Hail 4 inches in diameter fell in northern Kansas, northwest of Marysville, and winds hit 70 mph in Missouri and Texas while storms went through. Residents of Topeka, Kansas, eyed the sky nervously during rush hour after forecasters warned that a supercell thunderstorm could produce a tornado at any moment.

As night fell, small twisters accompanied a line of thunderstorms as it rolled into Oklahoma City. Telltale power flashes from failing transformers pierced the twilight as another neighborhood lost power.

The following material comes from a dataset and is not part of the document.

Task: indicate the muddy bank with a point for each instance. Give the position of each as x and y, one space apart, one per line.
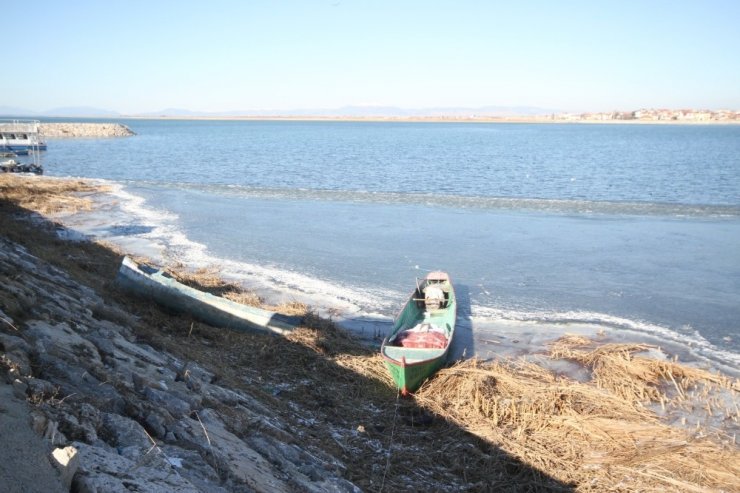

Later, in North Texas’ Grayson County, there were widespread reports of tree and roof damage. Several buildings in the small city of Whitesboro had “minor to extensive” damage but there were no reports of injuries, Whitesboro Police Lt. Jimmy Leverett said. Oncor, the main electricity provider for the region, counted about 36,000 customers without power in North Texas.

In Oklahoma, authorities were responding to reports of trees blown onto houses in the Tulsa area. No injuries were immediately reported.

A tornado watch that had covered a large stretch of both states was allowed to expire after midnight.

In the days ahead of the storm, forecasters said a severe weather outbreak was possible Tuesday, perhaps including tornadoes that could stay on the ground for miles.

“This is a particularly dangerous situation,” the Storm Prediction Center alerted in red type in an afternoon advisory. It uses such language on only about 7 percent of its tornado watches. Forecasters had predicted a 90 percent chance of tornadoes and said 80 percent could have winds above 111 mph in much of Oklahoma and northern Texas.